Kekerasan sepertinya tidak pernah bosan menyapa Iraq. Siapapun yang membaca sejarah Iraq akan segera tahu bahwa di negeri tempat munculnya legenda “Taman Eden” itu selalu diwarnai konflik kekerasan. Maka tidak terlalu meleset jika Samir al-Khalil menyebut Iraq sebagai Republic of Fear. Sejak invasi AS 2003 lalu, negeri yang jaman dulu kala bernama Mesopotamia ini kembali dilanda kekerasan. Bahkan kekerasan di negeri ini semakin mengeras dan meruncing sejak beberapa pemimpin negara Islam (baik pemimpin politik maupun agama) ikut mengompori dan intervensi urusan dalam negeri Iraq dengan dalih keagamaan. Misalnya, para pemimpin Syi’ah di Lebanon, Syria, dan terutama Iran, ikut mem-back up kepemimpinan perdana menteri Iraq Nouri al-Maliki yang berafiliasi Syi’ah dan memberi support kepada “Tentara Mahdi”. Iran bahkan menuduh para pemimpin Sunni di kawasan Arab dan Timur Tengah sebagai sponsor gerakan kelompok militan jihadi yang berhaluan Sunni di Iraq. Iran juga menuding para tokoh agama Sunni sebagai kelompok yang bertanggung jawab atas fatwa-fatwa yang menghalalkan pembunuhan atas pengikut Syi’ah.

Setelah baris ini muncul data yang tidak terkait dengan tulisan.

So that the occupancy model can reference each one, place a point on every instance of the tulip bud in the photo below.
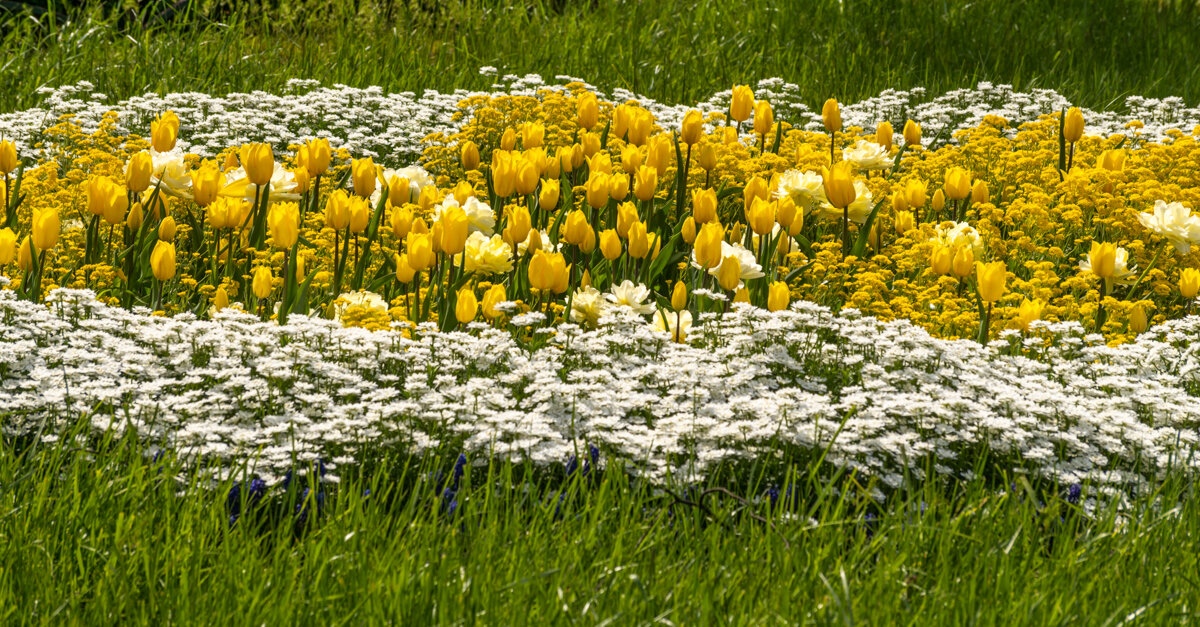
(1102, 258)
(133, 219)
(963, 262)
(831, 114)
(691, 127)
(916, 192)
(741, 103)
(1073, 125)
(7, 246)
(588, 111)
(778, 296)
(363, 175)
(466, 306)
(163, 132)
(730, 274)
(679, 296)
(707, 157)
(839, 184)
(162, 261)
(7, 156)
(259, 163)
(1189, 282)
(647, 180)
(941, 260)
(469, 154)
(360, 214)
(883, 135)
(137, 172)
(990, 280)
(911, 133)
(763, 118)
(493, 297)
(455, 227)
(167, 230)
(46, 228)
(618, 187)
(318, 156)
(285, 225)
(688, 230)
(207, 184)
(262, 282)
(979, 192)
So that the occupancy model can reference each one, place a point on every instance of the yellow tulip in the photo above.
(990, 280)
(46, 228)
(691, 127)
(337, 210)
(730, 274)
(679, 296)
(405, 272)
(911, 133)
(964, 262)
(207, 184)
(587, 111)
(610, 244)
(1073, 125)
(262, 282)
(885, 135)
(137, 172)
(778, 297)
(1103, 257)
(493, 297)
(639, 240)
(646, 183)
(162, 261)
(839, 184)
(1189, 282)
(259, 163)
(831, 114)
(763, 118)
(455, 226)
(707, 157)
(165, 131)
(742, 103)
(167, 230)
(469, 155)
(318, 156)
(941, 258)
(7, 246)
(466, 306)
(285, 225)
(363, 175)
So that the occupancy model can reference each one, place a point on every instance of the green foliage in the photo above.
(1095, 53)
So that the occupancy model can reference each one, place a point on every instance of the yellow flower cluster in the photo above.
(567, 204)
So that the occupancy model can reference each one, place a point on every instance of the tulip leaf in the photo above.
(864, 232)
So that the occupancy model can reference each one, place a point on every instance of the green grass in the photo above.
(1093, 52)
(105, 535)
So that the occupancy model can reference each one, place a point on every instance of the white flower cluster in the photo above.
(876, 396)
(391, 126)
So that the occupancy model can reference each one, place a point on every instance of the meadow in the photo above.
(793, 312)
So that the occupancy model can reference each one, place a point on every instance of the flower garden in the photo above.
(334, 314)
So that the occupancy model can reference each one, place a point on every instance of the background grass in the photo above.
(1093, 52)
(105, 535)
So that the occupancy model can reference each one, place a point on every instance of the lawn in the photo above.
(599, 312)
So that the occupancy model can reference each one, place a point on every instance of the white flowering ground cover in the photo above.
(880, 398)
(390, 126)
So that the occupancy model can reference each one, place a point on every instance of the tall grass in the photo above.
(102, 532)
(1093, 52)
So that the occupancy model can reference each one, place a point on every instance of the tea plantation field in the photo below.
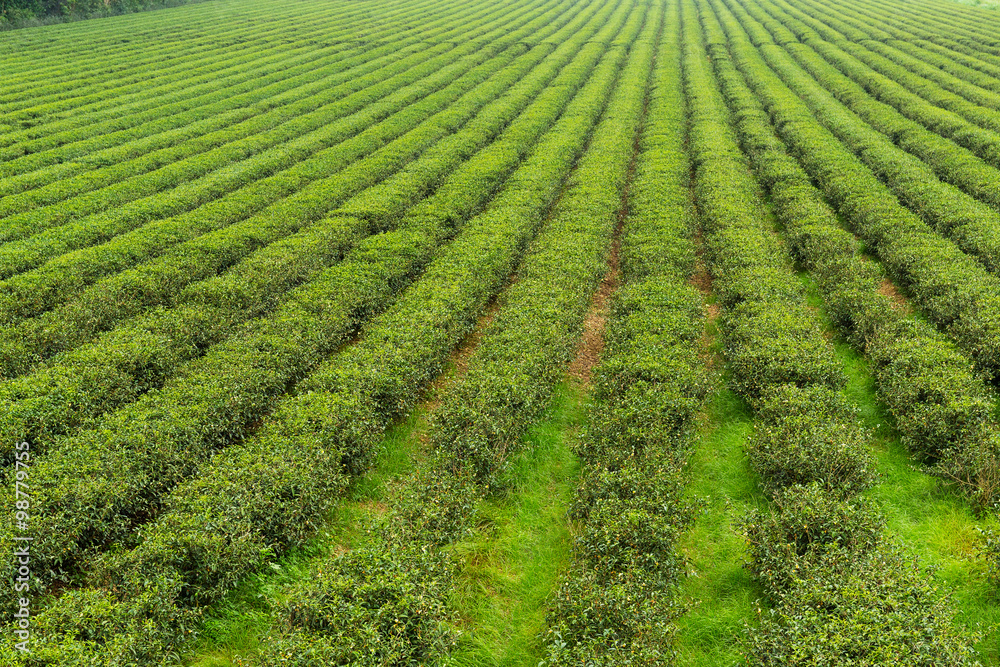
(528, 332)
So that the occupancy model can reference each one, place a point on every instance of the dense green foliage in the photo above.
(239, 241)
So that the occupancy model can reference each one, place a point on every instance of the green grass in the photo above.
(933, 522)
(521, 546)
(720, 587)
(724, 598)
(239, 623)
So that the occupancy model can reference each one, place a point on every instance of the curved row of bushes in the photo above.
(840, 589)
(950, 287)
(45, 68)
(141, 354)
(526, 348)
(91, 122)
(92, 178)
(132, 458)
(942, 408)
(282, 203)
(305, 192)
(615, 604)
(838, 72)
(256, 499)
(346, 108)
(881, 137)
(59, 149)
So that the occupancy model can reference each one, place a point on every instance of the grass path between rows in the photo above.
(521, 545)
(936, 525)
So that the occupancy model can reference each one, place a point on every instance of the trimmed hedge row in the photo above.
(818, 552)
(45, 141)
(948, 161)
(942, 409)
(438, 508)
(140, 355)
(973, 225)
(80, 168)
(955, 292)
(304, 192)
(615, 604)
(305, 87)
(62, 85)
(257, 498)
(348, 108)
(949, 71)
(212, 402)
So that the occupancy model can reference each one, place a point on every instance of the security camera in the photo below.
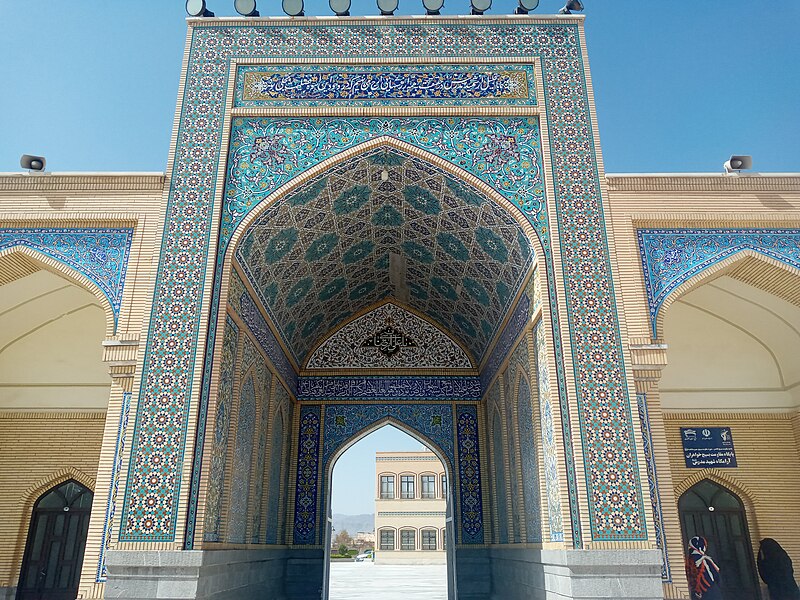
(32, 163)
(738, 163)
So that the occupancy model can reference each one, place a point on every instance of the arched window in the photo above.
(51, 566)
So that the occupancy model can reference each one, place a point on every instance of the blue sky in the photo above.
(680, 85)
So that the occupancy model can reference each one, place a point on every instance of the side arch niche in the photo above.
(17, 262)
(675, 261)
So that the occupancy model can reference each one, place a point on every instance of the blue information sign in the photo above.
(706, 447)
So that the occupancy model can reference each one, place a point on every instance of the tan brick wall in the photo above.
(37, 451)
(767, 478)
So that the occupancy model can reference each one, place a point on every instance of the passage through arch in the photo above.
(712, 511)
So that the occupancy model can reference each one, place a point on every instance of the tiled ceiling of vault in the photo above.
(347, 239)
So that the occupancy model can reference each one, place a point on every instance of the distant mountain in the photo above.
(353, 523)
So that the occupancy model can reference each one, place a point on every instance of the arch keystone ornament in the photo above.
(235, 172)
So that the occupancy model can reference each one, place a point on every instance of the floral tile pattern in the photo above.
(389, 337)
(323, 253)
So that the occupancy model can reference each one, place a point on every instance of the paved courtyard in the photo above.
(368, 581)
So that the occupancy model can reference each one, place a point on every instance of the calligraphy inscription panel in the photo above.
(304, 85)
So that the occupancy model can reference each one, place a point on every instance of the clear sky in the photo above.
(680, 85)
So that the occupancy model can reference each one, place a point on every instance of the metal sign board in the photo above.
(708, 447)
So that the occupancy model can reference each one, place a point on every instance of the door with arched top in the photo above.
(51, 566)
(710, 510)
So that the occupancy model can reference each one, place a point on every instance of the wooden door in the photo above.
(709, 510)
(51, 566)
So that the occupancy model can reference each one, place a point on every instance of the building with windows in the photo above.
(410, 508)
(605, 365)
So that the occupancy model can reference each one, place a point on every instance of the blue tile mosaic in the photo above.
(470, 487)
(305, 502)
(672, 256)
(113, 492)
(652, 480)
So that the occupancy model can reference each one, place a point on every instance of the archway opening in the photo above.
(354, 289)
(731, 395)
(402, 542)
(54, 392)
(709, 510)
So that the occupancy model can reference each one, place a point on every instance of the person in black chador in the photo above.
(775, 568)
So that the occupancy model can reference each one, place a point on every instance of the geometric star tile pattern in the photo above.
(389, 337)
(322, 254)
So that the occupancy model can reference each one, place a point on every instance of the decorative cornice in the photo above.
(704, 182)
(204, 22)
(116, 182)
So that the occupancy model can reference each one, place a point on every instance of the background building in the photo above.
(410, 508)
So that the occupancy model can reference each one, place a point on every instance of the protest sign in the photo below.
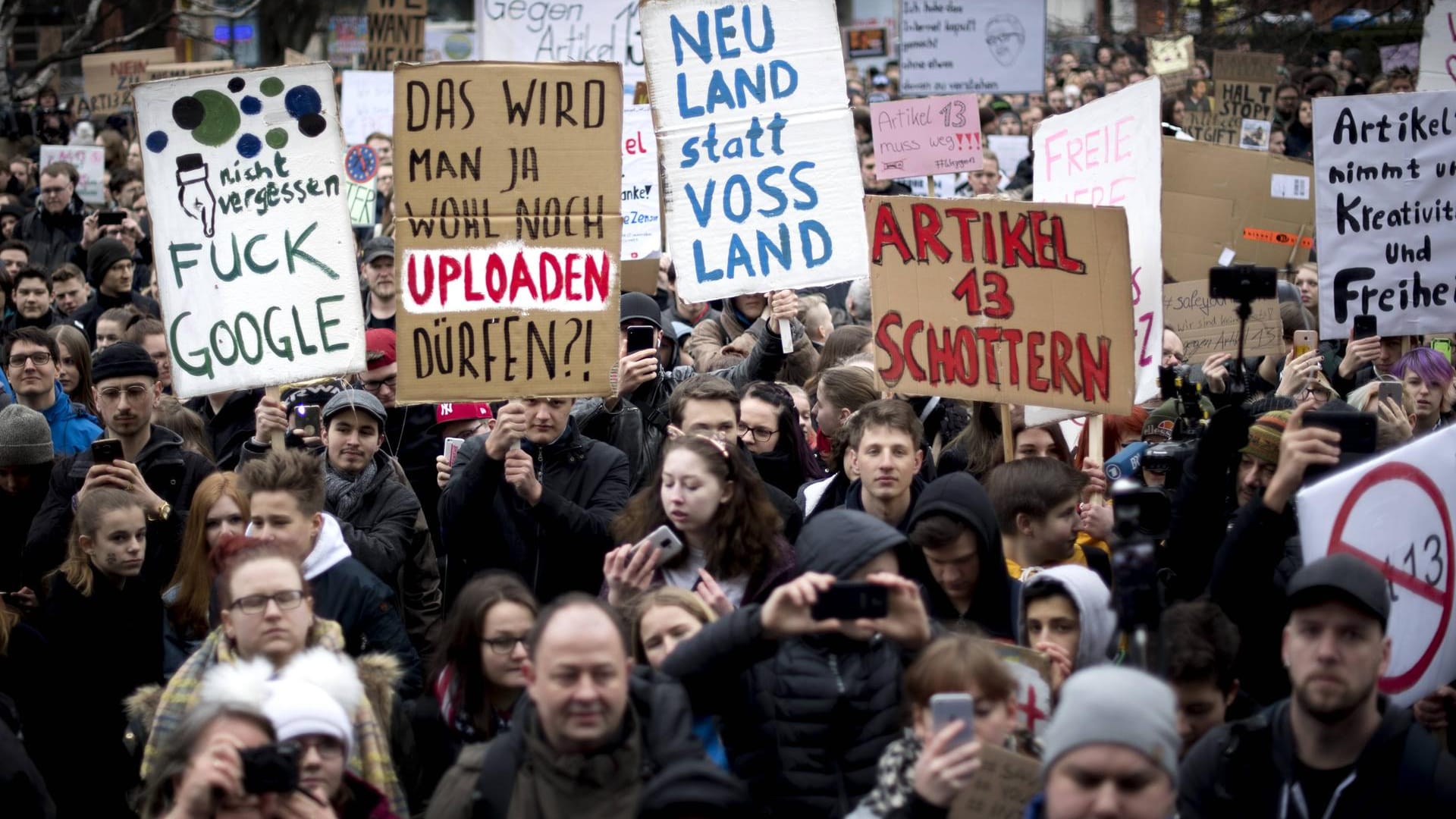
(397, 33)
(921, 137)
(367, 104)
(108, 76)
(557, 31)
(641, 203)
(1209, 325)
(1002, 302)
(254, 253)
(91, 165)
(761, 171)
(509, 229)
(1394, 512)
(1110, 153)
(1439, 47)
(1383, 207)
(971, 46)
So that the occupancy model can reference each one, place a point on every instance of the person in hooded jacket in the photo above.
(807, 706)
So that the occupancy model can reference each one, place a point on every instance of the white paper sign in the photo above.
(91, 164)
(598, 31)
(1111, 153)
(971, 46)
(759, 159)
(367, 101)
(1394, 513)
(1383, 212)
(641, 210)
(254, 248)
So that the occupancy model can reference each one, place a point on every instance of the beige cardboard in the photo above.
(109, 76)
(397, 33)
(1087, 315)
(1219, 199)
(1210, 325)
(466, 178)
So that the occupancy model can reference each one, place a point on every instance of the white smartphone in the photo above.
(946, 708)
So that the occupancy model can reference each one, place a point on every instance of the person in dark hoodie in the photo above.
(807, 706)
(1337, 748)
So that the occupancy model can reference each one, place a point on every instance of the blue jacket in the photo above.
(73, 428)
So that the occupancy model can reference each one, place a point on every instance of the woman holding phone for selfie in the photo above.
(705, 525)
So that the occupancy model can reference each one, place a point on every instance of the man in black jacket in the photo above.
(535, 497)
(1337, 748)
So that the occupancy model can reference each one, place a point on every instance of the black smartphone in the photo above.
(641, 338)
(1365, 327)
(105, 450)
(852, 599)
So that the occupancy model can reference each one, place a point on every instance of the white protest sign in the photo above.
(761, 169)
(971, 46)
(1111, 153)
(91, 164)
(254, 248)
(558, 31)
(1383, 216)
(1439, 49)
(1394, 512)
(641, 212)
(367, 102)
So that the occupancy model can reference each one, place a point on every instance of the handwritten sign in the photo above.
(510, 228)
(557, 31)
(1209, 325)
(761, 169)
(921, 137)
(971, 46)
(397, 33)
(1382, 212)
(254, 251)
(1002, 302)
(1111, 153)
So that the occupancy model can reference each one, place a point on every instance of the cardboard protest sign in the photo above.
(91, 165)
(604, 31)
(1209, 325)
(367, 104)
(1394, 512)
(397, 33)
(109, 76)
(1002, 302)
(1383, 174)
(759, 161)
(254, 253)
(1110, 153)
(509, 240)
(971, 46)
(641, 203)
(1254, 207)
(921, 137)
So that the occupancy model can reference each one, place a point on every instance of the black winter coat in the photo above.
(557, 545)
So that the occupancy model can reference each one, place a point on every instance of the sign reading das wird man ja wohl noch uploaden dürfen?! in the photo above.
(255, 257)
(509, 194)
(761, 171)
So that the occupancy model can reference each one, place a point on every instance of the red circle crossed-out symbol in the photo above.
(1407, 582)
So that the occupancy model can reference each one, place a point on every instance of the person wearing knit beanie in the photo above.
(1111, 748)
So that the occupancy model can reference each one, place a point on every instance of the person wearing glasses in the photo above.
(153, 465)
(31, 363)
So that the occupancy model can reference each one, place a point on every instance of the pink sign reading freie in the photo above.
(925, 136)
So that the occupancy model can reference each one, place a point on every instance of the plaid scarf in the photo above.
(369, 755)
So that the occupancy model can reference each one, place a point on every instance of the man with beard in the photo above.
(1337, 748)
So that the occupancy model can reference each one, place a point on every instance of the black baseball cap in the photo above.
(1341, 577)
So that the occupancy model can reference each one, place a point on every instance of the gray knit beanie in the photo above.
(1116, 706)
(25, 438)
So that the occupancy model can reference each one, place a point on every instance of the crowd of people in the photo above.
(328, 604)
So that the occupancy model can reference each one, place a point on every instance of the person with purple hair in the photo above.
(1427, 375)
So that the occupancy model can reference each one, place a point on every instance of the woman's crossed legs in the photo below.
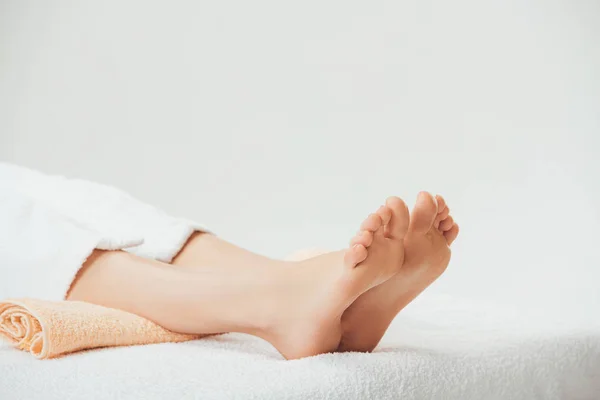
(338, 301)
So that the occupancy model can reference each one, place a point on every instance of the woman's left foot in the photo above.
(427, 254)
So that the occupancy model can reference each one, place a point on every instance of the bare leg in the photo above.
(296, 306)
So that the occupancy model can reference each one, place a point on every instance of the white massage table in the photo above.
(439, 348)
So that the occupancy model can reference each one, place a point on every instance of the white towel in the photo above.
(49, 225)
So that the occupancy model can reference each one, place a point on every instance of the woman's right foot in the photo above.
(323, 287)
(432, 230)
(296, 306)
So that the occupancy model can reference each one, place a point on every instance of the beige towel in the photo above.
(50, 329)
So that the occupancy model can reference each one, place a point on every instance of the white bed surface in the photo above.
(439, 348)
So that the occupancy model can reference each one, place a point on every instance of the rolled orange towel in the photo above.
(49, 329)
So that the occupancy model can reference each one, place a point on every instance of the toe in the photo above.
(385, 214)
(364, 238)
(446, 224)
(423, 214)
(440, 202)
(372, 223)
(354, 255)
(451, 234)
(399, 221)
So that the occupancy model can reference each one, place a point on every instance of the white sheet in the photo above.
(439, 348)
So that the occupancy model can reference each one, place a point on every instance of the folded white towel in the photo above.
(49, 225)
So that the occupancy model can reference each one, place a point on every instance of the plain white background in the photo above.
(280, 125)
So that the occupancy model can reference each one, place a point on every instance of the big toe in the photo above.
(399, 221)
(423, 214)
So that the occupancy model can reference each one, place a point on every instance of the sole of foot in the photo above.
(320, 289)
(426, 256)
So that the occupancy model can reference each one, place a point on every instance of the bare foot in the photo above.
(313, 305)
(432, 230)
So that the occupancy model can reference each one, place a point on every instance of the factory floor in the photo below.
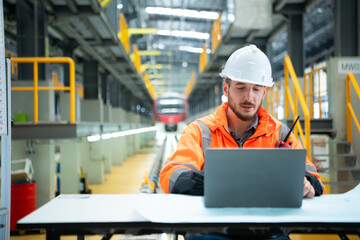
(127, 178)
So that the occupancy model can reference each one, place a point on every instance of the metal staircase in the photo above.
(335, 160)
(318, 126)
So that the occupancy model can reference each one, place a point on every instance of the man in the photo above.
(239, 123)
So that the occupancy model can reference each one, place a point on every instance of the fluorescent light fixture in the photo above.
(190, 49)
(185, 34)
(161, 46)
(170, 102)
(171, 110)
(106, 136)
(93, 138)
(231, 17)
(194, 49)
(133, 131)
(182, 12)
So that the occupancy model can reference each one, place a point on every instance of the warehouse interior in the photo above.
(85, 76)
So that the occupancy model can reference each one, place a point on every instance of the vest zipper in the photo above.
(251, 139)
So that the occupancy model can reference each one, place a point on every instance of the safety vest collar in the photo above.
(218, 119)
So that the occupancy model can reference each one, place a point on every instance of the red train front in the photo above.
(170, 109)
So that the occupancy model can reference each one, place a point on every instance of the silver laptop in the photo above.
(248, 177)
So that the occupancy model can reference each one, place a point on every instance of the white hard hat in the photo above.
(250, 65)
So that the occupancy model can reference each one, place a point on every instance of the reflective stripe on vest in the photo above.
(174, 176)
(206, 135)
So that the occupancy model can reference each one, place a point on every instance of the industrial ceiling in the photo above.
(94, 29)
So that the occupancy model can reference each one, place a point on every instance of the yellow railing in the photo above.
(190, 84)
(36, 88)
(136, 58)
(202, 59)
(273, 99)
(149, 85)
(123, 35)
(349, 109)
(310, 95)
(216, 34)
(289, 69)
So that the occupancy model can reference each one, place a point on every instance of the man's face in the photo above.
(244, 99)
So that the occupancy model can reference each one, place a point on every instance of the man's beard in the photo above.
(243, 117)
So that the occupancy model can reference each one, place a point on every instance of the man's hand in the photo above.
(308, 191)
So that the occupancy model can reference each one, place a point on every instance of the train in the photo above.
(171, 108)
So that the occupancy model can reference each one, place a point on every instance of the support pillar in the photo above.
(70, 167)
(346, 37)
(296, 43)
(30, 37)
(44, 172)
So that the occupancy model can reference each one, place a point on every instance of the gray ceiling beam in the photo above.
(281, 27)
(295, 8)
(64, 12)
(72, 6)
(48, 5)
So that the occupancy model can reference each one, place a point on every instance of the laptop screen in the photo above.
(252, 177)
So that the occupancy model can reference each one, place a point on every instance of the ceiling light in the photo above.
(161, 46)
(185, 34)
(191, 49)
(182, 12)
(231, 17)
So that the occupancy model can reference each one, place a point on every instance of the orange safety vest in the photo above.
(191, 147)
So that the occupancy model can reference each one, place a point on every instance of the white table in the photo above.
(157, 213)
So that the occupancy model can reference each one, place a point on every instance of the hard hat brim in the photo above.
(247, 81)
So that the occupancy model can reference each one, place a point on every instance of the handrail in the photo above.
(36, 88)
(135, 57)
(216, 34)
(273, 99)
(202, 59)
(349, 109)
(123, 34)
(309, 75)
(289, 69)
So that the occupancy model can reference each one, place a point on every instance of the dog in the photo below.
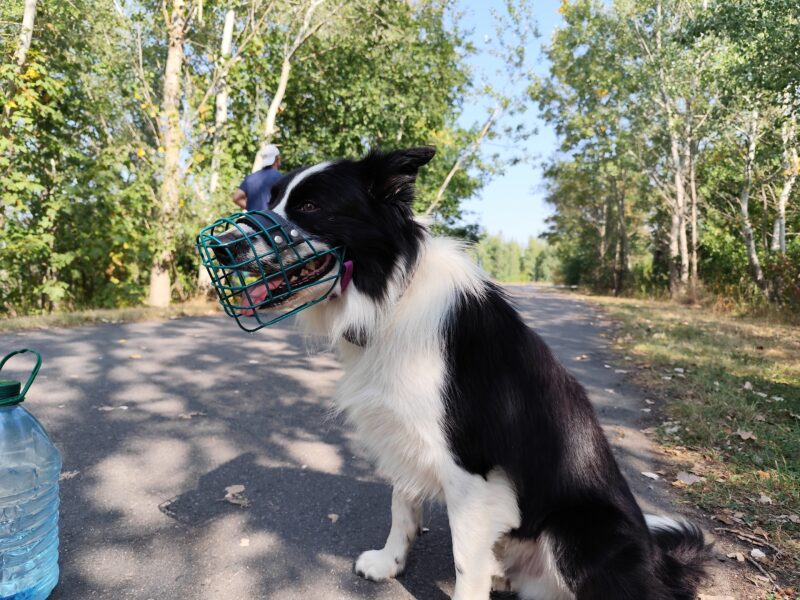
(456, 399)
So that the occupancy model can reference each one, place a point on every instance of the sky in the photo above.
(512, 203)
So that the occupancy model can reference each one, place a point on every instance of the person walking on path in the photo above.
(253, 192)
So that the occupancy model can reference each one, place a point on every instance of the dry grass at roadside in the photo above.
(117, 315)
(729, 413)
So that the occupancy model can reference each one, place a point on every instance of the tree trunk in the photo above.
(693, 216)
(160, 285)
(744, 200)
(621, 263)
(221, 105)
(679, 250)
(305, 31)
(791, 166)
(26, 35)
(473, 147)
(269, 128)
(220, 118)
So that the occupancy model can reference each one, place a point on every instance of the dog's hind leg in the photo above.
(480, 511)
(378, 565)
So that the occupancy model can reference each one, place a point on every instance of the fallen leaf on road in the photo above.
(234, 494)
(685, 478)
(725, 519)
(192, 414)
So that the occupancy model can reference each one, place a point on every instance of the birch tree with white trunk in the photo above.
(311, 21)
(172, 138)
(26, 33)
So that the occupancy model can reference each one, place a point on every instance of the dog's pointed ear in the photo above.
(391, 175)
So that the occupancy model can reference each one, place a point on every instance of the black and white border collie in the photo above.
(456, 399)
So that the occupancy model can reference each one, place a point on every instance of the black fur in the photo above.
(509, 402)
(364, 206)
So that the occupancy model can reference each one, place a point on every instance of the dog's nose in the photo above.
(225, 247)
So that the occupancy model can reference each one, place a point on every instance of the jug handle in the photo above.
(33, 373)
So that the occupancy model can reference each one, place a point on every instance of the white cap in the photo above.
(268, 153)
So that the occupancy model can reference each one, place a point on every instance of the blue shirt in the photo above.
(257, 187)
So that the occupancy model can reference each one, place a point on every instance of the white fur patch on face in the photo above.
(660, 523)
(280, 207)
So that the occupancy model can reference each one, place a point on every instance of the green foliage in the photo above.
(649, 96)
(507, 261)
(81, 154)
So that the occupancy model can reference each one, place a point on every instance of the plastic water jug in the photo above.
(30, 466)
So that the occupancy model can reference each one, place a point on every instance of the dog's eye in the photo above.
(308, 207)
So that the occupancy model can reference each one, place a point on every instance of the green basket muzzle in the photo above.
(265, 269)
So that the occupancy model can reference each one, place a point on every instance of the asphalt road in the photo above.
(156, 419)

Sementara itu para pemimpin Sunni Arab menyebut milisi Syi’ah, di bawah kontrol Iran, sebagai otak meruncingnya kekerasan di Iraq. Meskipun sebetulnya rezim Syi’ah Iraq saat ini merupakan “boneka AS”, di mata orang-orang Sunni Arab, pemerintahan Iraq tidak lebih merupakan representasi ekspansi kekuasaan politik Iran. Mereka pun kemudian ramai-ramai membangkitkan memori lama persetruan dengan Syi’ah terutama Iran. Raja Jordan Abdullah misalnya jauh-jauh hari telah memberi warning munculnya “bulan sabit” Syi’ah dari Iran lewat Iraq, Syria dan Lebanon. Presiden Mesir Hosni Mubarak mengatakan orang-orang Syi’ah lebih loyal ke Iran ketimbang negara dimana mereka tinggal. Setali tiga uang, Raja Saudi Arabia Abdullah kepada sebuah surat kabar di Kuwait juga menganggap Iran yang ikut memperkeruh masalah politik di Iraq dan menuduh “negeri para mullah” itu telah menyebarkan paham Syi’ah di negara-negara berbasis Sunni.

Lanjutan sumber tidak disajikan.